GET /sessions/{session_id}

Detailed Health:

GET /health

Design Decisions

1. Dual Storage Strategy

Why both Memory and Database?

  • Memory (SessionManager): Fast access for active conversations, builds context for LLM
  • Database (Supabase): Persistent storage, survives crashes, enables historical analysis

This pattern balances performance (memory) with reliability (database).

2. Real-Time Event Logging

Why save events during the session, not just at the end?

  • Crash resilience: Partial conversation history preserved
  • Live monitoring: Can view ongoing conversations
  • Audit trail: Exact chronological record of all events

3. Token-by-Token Streaming

Why stream instead of waiting for complete response?

  • Lower perceived latency (~500ms to first token vs ~5s for complete)
  • Better UX: Users see progress immediately
  • Matches modern AI chat interfaces (ChatGPT, Claude)

Note on Groq Performance: The system implements true token-by-token streaming via WebSocket. However, Groq's inference is extremely fast (500+ tokens/second), which may make the streaming appear nearly instantaneous in the UI. The streaming architecture is fully functional - you can verify by checking browser console network logs or using slower LLM providers like Ollama. For demonstration purposes, add a small delay (await asyncio.sleep(0.02)) after line 127 in app/main.py to make streaming visually apparent.

4. Function Calling Architecture

Why use the LLM's native tool calling vs. custom parsing?

  • Reliability: LLM decides when tools are needed
  • Flexibility: Easy to add new tools without prompt engineering
  • Standards-based: Uses OpenAI-compatible format

5. Groq Over Local Models

For this demo, why Groq?

  • Memory constraints: Local LLMs require 4-8GB RAM
  • Speed: Groq delivers 500+ tokens/sec (vs 20-50 for local)
  • Free tier: Sufficient for development and demos
  • Tool support: All models support function calling

6. Modular Tool Architecture

Why plugin-based tools instead of hardcoded definitions?

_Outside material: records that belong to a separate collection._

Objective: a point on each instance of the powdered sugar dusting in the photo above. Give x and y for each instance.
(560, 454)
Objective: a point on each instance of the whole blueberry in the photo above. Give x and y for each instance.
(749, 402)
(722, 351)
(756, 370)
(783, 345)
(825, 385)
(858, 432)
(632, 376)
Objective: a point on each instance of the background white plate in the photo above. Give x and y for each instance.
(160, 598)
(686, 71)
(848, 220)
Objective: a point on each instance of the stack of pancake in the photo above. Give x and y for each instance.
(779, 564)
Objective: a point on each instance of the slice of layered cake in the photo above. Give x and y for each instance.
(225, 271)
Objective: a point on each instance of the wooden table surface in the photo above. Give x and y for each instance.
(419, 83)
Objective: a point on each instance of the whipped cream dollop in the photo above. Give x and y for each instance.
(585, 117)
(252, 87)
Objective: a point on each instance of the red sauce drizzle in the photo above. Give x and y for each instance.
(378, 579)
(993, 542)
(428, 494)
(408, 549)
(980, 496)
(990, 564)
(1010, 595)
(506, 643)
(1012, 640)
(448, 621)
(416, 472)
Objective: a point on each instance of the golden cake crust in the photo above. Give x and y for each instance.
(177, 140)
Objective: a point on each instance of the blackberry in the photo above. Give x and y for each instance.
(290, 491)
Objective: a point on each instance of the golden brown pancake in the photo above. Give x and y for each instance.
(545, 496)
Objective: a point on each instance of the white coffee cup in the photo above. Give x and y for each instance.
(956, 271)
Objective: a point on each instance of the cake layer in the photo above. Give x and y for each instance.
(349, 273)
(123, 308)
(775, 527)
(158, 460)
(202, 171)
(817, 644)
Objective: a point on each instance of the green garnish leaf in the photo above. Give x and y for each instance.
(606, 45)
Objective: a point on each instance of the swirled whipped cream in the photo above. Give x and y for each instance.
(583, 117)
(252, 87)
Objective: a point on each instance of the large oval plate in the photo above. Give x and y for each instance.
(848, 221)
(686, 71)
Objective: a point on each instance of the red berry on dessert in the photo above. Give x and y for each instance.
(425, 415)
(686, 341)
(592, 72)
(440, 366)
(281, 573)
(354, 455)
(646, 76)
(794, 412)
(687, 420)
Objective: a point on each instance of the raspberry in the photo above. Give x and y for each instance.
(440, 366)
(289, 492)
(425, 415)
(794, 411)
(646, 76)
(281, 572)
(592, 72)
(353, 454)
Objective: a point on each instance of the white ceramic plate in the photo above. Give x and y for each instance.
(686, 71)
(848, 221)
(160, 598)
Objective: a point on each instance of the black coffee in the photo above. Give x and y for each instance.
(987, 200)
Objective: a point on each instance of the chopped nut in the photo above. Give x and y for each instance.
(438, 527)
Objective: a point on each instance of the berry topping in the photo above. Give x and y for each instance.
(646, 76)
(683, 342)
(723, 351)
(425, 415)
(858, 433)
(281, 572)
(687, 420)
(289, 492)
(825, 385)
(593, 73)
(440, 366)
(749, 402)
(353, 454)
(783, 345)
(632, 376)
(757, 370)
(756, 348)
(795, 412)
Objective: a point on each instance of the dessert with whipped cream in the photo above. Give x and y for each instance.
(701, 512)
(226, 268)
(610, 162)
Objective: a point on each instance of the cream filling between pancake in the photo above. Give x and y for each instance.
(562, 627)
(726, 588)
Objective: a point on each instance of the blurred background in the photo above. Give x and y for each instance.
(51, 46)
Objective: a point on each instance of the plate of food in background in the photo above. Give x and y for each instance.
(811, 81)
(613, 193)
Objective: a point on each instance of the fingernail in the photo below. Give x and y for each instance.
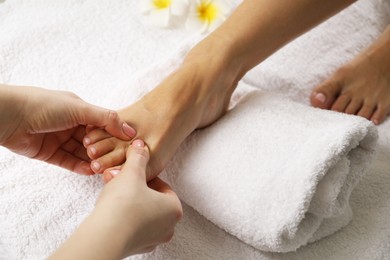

  • Scalability: Easily scale from 2 to 100+ tools without modifying core code
  • Maintainability: Each tool isolated in its own file for independent testing
  • Auto-discovery: Tools automatically loaded from app/tools/ directory
  • Team collaboration: Multiple developers can work on different tools without conflicts
  • Flexibility: Enable/disable tools by renaming files (no code changes)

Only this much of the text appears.